The systick timer is described in "PM0056 Programming manual: STM32F10xxx/20xxx/21xxx/L1xxxx Cortex-M3 programming manual":
http://www.st.com/st-web-ui/static/active/en/resource/technical/document/programming_manual/CD00228163.pdf
Section "4.5 SysTick timer (STK)" says
"The processor has a 24-bit system timer, SysTick, that counts down from the reload value to zero, reloads (wraps to) the value in the LOAD register on the next clock edge, then counts down on subsequent clocks."
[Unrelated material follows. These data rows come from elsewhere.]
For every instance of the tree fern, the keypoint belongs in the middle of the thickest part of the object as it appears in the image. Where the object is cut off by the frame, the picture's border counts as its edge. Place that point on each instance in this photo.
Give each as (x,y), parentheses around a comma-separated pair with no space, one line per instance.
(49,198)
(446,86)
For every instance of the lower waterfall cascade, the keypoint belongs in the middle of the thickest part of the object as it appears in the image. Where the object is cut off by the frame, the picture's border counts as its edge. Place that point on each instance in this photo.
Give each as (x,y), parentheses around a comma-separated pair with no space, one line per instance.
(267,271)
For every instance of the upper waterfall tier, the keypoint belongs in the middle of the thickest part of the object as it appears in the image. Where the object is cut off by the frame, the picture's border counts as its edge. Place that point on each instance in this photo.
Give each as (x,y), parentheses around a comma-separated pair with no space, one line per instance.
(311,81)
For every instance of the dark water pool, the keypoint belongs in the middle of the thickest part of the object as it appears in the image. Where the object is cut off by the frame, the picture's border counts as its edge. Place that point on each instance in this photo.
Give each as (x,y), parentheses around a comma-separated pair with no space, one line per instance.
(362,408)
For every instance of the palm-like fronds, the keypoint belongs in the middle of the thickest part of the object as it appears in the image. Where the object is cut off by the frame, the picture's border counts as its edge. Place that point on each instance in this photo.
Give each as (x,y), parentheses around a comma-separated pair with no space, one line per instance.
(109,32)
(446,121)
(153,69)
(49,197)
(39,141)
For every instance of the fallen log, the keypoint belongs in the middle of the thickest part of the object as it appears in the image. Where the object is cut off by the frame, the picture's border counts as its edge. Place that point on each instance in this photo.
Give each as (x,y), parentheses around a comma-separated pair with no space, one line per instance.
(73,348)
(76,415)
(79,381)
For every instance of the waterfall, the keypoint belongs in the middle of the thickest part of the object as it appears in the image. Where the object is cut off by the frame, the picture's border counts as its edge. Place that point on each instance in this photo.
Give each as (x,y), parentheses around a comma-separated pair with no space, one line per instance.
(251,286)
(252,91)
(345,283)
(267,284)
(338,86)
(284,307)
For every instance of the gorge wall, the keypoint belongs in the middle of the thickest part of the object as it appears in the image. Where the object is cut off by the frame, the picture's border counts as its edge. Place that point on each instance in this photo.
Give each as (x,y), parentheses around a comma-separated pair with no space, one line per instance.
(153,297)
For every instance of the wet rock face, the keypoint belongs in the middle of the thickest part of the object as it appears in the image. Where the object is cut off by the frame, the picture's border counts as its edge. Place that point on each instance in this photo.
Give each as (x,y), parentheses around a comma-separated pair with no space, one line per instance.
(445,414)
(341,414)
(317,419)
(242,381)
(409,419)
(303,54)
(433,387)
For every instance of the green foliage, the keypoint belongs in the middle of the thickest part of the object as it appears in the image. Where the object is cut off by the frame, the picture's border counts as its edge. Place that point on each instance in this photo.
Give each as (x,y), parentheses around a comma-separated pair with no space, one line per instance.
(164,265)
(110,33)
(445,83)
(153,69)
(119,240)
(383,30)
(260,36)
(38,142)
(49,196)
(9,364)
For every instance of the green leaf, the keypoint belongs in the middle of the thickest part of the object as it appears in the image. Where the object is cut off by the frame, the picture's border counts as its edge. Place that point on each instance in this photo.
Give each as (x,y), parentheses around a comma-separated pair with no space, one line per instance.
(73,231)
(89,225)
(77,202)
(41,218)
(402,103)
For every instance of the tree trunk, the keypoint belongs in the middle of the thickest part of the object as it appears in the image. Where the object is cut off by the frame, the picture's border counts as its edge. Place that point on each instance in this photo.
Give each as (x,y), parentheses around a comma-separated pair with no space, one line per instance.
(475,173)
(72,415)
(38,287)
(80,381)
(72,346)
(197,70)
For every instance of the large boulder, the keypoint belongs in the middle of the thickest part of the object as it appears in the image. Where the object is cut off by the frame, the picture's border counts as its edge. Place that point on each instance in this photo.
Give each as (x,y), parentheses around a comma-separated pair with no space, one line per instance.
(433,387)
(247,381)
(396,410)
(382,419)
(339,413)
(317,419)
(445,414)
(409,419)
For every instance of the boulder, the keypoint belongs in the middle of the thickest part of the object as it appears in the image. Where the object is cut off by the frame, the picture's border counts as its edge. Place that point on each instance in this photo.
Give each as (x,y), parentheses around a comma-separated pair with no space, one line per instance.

RM0008, section "7.2 Clocks" adds:
"The RCC feeds the Cortex System Timer (SysTick) external clock with the AHB clock (HCLK) divided by 8. The SysTick can work either with this clock or with the Cortex clock (HCLK), configurable in the SysTick Control and Status Register."
EDIT:
I read systick.h systick.h. SysTick is driven by HCLK (not HCLK/8). So with a 72MHz core clock, SysTick is driven at 72MHz. If you read the SysTick timer directly, that's what you'll see, a timer which runs fast enough to time instructions. Then a reload value of 71999 (SYSTICK_RELOAD_VAL is N-1 ticks) gives a 1ms 'tick'.
The speed of the general purpose timers is constrained by the clock source, it could be from the bus (see the clock tree in RM0008 Figure 8) or an external source. Reading the STM32F103B datasheet (5.3.15 TIM timer characteristics) the external clock source is limited to 36MHz, and bus is 72MHz.
However, the actual frequency fed to the advanced timer (TIM1), and the group of general purpose timers (2, 3, 4), can be different. Those clocks are set by a bunch of bits in control registers. Look at RM0008, section "7.2 Clocks" to see the possibilities.
mlundinse explains here http://forums.leaflabs.com/topic.php?id=15451#post-30954 that they are all set to the SYSCLK which is 72MHz.
I'd have to check the details for NOP. However, assuming it is a 16bit instruction, then pre-fetch should keep up okay for 'straight-line' code. Hence I'd expect a series of X NOPs to run in X clocks.
Even an inline call to something, e.g. systick_get_count(), I expect will take 2 cycles to read from memory (the systick peripheral).
Try:
int a=systick_get_count();
int b=systick_get_count();
int c=b-a;
and see what the value of c
is.